Why abolish wealth tax?
The Kelkar committee argued that wealth tax was poorly structured and that it did not provide significant revenue to the government. Moreover, it was complex to assess and administer, especially because it applied to individuals who owned assets like l and, builing, stocks, and other valuables above a certain threshold. The exemptions and loopholes in the wealth tax law made it difficult to enforce effectively.
4. Goods and Services Tax (GST)
Kelkar Shah model suggestions:
- one single tax rate for all goods and services (simple and unified systems).
- Implementations:
GST was introduced in 2017, but multiple tax rates (5%,12%,18%,28%) were adopted instead of single rate. This was a deviation from the Kelkar model’s suggestion for a simpler, single-rate GST.
GST Structured Implemented:
- 5% for essential items.
- 12%, 18% and 28% for different categories of goods and services.
- Several exemptions were still present for certain sectors.
5. Excise Duty & Sales Tax (VAT)
Kelkar Shah Model suggestions:
- Simplification of excise duty and VAT by removing numerous exemptions and creating a more uniform tax structure.
- Implementation: with the introduction of GST, the previous excise duty and VAT structure was replaced, and many exemptions were indeed removed, but there is still some complexity in the GST system due to multiple rates.
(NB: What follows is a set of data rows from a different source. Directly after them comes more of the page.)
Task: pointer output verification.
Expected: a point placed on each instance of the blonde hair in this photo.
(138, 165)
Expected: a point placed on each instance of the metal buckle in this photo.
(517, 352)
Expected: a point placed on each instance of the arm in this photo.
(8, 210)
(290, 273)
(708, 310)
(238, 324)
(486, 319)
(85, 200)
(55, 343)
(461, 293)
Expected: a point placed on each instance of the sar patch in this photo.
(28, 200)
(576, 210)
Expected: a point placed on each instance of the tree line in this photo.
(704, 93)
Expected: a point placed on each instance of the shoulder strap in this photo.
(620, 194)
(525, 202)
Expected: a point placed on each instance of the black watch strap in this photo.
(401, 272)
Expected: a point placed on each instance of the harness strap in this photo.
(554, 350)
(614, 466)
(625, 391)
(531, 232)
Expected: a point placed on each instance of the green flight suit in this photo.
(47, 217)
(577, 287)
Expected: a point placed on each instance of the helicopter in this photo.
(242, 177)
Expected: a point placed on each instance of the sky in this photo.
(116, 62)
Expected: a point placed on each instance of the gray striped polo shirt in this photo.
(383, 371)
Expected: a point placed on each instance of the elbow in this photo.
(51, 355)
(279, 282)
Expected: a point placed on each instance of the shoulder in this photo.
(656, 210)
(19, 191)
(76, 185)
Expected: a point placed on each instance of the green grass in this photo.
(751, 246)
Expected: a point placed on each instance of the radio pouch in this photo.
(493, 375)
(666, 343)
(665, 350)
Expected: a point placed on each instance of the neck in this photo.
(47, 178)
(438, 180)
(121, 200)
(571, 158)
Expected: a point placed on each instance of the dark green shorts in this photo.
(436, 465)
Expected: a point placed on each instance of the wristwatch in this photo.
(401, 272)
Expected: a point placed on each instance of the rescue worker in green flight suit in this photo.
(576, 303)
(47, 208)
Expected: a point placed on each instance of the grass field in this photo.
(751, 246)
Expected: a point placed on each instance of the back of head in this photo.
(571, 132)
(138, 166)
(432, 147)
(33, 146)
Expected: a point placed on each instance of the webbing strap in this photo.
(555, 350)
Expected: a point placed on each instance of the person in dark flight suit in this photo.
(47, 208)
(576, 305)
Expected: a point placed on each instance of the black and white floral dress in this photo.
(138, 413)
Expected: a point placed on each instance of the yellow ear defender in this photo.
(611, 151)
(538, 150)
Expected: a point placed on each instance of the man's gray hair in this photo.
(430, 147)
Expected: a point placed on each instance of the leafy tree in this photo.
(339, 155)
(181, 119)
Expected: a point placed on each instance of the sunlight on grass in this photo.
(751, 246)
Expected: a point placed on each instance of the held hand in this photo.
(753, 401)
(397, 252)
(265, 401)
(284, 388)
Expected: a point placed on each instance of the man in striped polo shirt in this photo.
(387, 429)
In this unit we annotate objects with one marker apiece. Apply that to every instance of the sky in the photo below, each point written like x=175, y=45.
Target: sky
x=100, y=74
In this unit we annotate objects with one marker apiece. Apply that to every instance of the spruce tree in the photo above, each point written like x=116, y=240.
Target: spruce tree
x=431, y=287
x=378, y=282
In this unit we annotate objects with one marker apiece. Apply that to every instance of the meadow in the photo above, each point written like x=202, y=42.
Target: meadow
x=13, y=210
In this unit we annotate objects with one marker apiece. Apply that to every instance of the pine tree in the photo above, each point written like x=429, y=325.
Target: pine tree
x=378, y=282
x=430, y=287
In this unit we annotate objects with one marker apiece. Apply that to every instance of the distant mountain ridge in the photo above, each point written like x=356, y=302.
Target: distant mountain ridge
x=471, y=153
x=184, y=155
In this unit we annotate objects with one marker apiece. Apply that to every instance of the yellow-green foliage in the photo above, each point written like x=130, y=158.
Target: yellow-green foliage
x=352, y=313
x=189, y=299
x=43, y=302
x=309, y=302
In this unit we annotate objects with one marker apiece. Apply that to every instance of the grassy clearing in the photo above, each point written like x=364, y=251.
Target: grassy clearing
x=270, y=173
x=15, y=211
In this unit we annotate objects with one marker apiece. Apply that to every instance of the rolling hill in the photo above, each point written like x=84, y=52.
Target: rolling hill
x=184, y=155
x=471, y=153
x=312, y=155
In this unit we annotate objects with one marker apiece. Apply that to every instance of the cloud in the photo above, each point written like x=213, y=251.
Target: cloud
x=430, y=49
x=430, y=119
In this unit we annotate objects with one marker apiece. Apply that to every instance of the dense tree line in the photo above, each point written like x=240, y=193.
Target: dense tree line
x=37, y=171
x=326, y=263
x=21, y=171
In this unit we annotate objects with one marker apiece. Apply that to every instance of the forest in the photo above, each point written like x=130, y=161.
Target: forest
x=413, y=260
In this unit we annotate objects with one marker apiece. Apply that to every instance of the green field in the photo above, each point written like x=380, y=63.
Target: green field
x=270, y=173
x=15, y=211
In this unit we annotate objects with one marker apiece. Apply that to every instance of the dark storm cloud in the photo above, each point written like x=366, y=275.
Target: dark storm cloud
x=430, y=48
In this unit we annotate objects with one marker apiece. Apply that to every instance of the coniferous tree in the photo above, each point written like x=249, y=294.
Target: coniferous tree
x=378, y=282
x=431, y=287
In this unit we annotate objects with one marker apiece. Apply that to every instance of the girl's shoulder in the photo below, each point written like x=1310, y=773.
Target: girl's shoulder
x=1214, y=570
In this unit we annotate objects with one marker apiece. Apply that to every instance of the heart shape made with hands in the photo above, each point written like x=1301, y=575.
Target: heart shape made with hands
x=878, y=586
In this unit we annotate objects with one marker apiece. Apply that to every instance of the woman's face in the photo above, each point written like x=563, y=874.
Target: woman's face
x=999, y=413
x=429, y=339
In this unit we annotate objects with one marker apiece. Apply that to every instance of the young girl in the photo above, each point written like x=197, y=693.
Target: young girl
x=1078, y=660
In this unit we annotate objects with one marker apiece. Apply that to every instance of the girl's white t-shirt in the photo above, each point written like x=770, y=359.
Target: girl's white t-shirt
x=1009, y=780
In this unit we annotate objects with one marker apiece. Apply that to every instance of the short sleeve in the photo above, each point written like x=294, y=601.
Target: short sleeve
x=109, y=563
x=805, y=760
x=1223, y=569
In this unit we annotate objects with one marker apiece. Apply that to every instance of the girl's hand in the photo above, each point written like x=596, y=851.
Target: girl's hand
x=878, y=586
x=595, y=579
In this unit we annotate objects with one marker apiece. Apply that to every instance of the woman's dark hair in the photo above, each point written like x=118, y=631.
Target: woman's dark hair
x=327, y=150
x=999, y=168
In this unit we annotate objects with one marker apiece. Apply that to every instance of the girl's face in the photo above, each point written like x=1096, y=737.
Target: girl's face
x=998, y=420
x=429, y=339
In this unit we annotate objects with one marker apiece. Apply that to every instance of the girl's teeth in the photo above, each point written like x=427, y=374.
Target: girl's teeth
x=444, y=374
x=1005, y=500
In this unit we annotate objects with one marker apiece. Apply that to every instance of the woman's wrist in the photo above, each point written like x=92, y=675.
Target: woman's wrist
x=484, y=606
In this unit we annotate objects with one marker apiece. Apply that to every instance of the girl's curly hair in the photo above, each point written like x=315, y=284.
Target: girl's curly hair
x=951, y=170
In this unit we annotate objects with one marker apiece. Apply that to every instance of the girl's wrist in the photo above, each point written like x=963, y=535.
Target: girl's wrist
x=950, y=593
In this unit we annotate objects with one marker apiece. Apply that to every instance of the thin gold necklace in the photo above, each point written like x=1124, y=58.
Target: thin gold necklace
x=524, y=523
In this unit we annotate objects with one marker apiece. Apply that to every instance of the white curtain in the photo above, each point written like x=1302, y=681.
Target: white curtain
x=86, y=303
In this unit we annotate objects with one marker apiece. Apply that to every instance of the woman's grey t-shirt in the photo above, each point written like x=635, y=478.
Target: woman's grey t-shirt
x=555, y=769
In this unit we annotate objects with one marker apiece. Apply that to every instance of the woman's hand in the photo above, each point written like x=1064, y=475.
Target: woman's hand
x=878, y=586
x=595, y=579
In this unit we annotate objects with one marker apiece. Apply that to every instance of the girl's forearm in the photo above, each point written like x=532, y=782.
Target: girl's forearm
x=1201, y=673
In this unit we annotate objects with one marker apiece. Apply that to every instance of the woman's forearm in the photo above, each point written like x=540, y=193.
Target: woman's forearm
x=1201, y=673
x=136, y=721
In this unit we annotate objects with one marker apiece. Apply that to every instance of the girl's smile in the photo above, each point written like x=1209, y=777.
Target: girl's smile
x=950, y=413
Reforms of the Kelkar Shah Model:
1) Fiscal Consolidation and Deficit Reduction
- Reduction of Fiscal Deficit: One of the main recommendations was reducing the fiscal deficit ( the difference between the government’s expenditure and its revenue) to manageable levels. The target was to bring fiscal deficit down to 3% of GDP by 2008.
- Expenditure Rationalization: There was a push for reducing wasteful public expenditure, particularly in the form of subsidies, and reallocating those funds towards more productive uses.
2) Tax Reforms
- Simplifying the Tax systems: The report suggested simplifying and streamlining the tax system, including the introduction of Goods and Services Tax (GST), which at the time was still in the conceptual phase.
- Broadening the Tax Base: The idea was to improve tax compliance and reduce the reliance on a narrow base of taxpayers. This would help generates more revenue without increasing tax rates.
- Direct Taxes: recommendations included reducing corporate tax rates and restructuring income tax to make it more progressive and business-friendly.
3) Privatization and Disinvestment
- Privatizing Public Sector Enterprises: The Kelkar-shah model recommended accelerating the privatization of state-owned enterprises to reduce the government’s burden and improve efficiency in these companies.
- Disinvestments Strategy: A roadmap for disinvestment was suggested, with a focus on selling of public sector units to raise capital for the government.
4) Public Debt Management
- Reducing Public Debt: The report highlighted the need to bring down public debt, which had been rising as a share of GDP. This involved measures to reduce borrowing and shifting from short-term borrowing to more long-term, stable debt instruments.
- Sustainability of Borrowing: The model suggested that fiscal deficits and public debt need to be sustainable in the long-term, to avoid the risk of debt crises.